Importantly, the above phylogenies revealed that the tick-associated viruses in each family (except for family Orthomyxoviridae) could generally be classified into two categories (Fig. 3c–i). A category of viruses had so far only been detected in ticks and form separate phylogenetic clades (denoted as ‘tick-specific clades’) in each of the viral families. The other category of viruses, clustering in distinct clades, was not only identified in ticks but was also previously reported in various animals (denoted as ‘non-tick-specific clades’). We found that the tick viruses in non-tick-specific clades had a higher Shannon index of tick species than the viruses in tick-specific clades in 4 out of 6 virus families including Flaviviridae, Nairoviridae, Peribuynaviridae and Phenuiviridae, and a higher Shannon index of ecotypes in 3 out of 6 virus families (Supplementary Table 8). In addition, the viruses in tick-specific clades had a lower phylogenetic association index with tick species than those in non-tick-specific clades (P < 0.05), indicating significant clustering and stronger co-divergence between viruses and tick species (Supplementary Table 8).

Genomic characteristics of tick-associated RNA viruses

Putative genome annotation of the assembled 1,801 complete or nearly complete (Supplementary Table 6) viral genomes summarized here showed a wide diversity of genome architectures (Extended Data Figs. 69). Although most of the tick virus genome organizations were similar to those of invertebrates viruses27,28,29, some of them exhibited extensive variation. Notably, segment or gene loss was mostly observed in tick-specific clades (8/10 clades), such as the lack of glycoprotein or nucleoprotein in the Phenuiviridae, Nairoviridae and Peribunyaviridae families, and the loss of non-structural genes in Rhabdoviridae (Fig. 4). However, only 2 out of 12 non-tick-specific clades had segment loss. These findings imply that the resultant genome deficiency in the tick-specific clade might have limited the viral infectivity to a narrower host range, for instance, due to the lack of glycoprotein for attaching to host receptors. Furthermore, we also found that the gain of non-structural genes mostly occurred in +ssRNA (Botourmiaviridae, Fusariviridae, Mitoviridae, Tymoviridae and Virgaviridae) and dsRNA (Partitiviridae and Totiviridae) viruses. Among them, Botourmiaviridae, Mitoviridae and Totiviridae showed longer genome length, especially in replicase-related genes, some of which were strikingly twice the size of previously documented viruses (Extended Data Figs. 7 and 8).

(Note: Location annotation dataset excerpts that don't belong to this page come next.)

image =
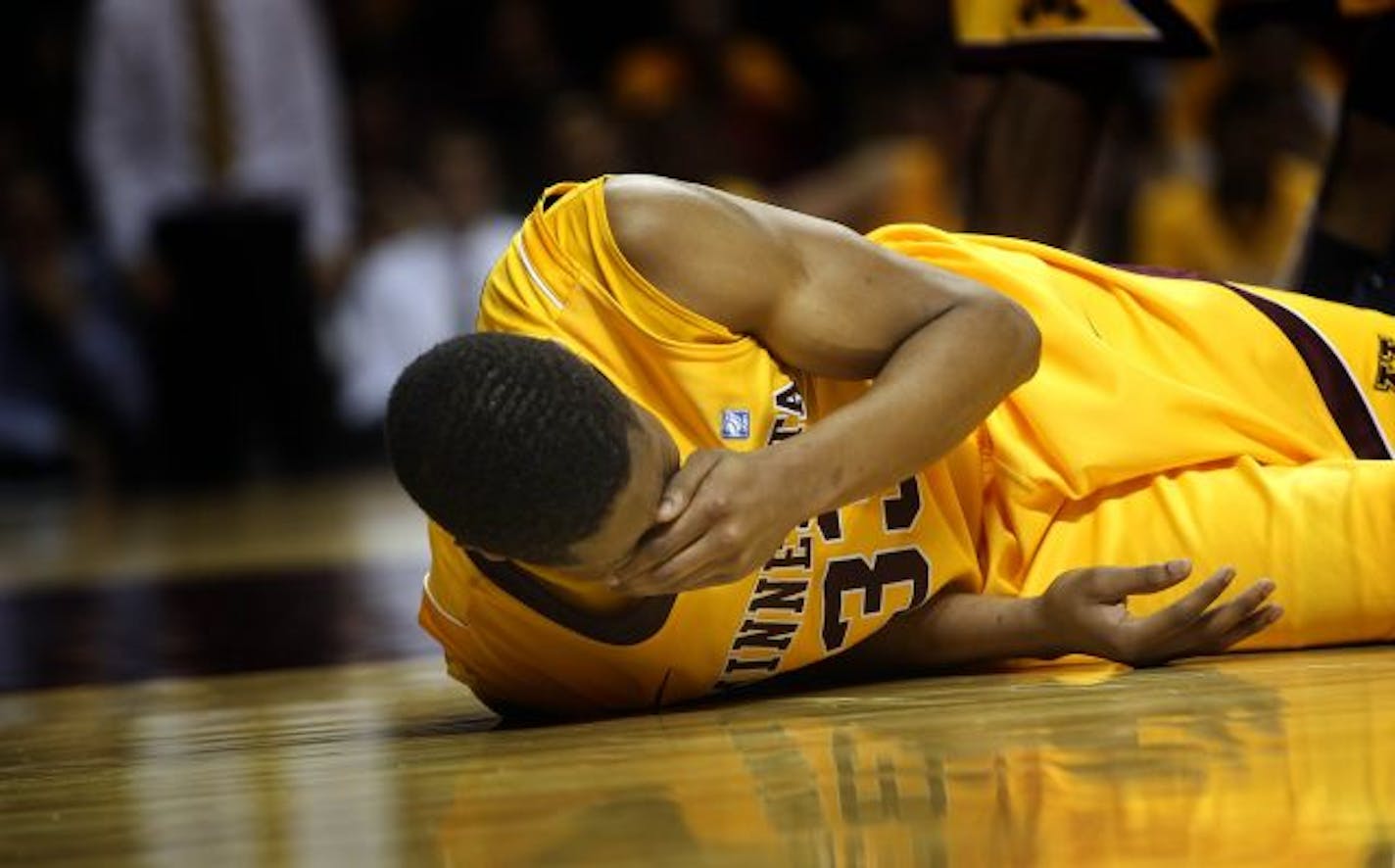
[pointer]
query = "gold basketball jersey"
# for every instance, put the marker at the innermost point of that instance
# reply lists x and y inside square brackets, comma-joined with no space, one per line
[523,635]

Fig. 4: Genome structure of tick-associated viruses.
figure 4

The genomes are drawn to a unified length scale. Reference viruses and viruses discovered in this study are highlighted in yellow and blue, respectively. The bottom scale indicates the length of nucleotides. L, RNA-dependent RNA polymerase; G, glycoprotein; M, matrix protein; N, nucleoprotein; VP, viral protein; P, phosphoprotein.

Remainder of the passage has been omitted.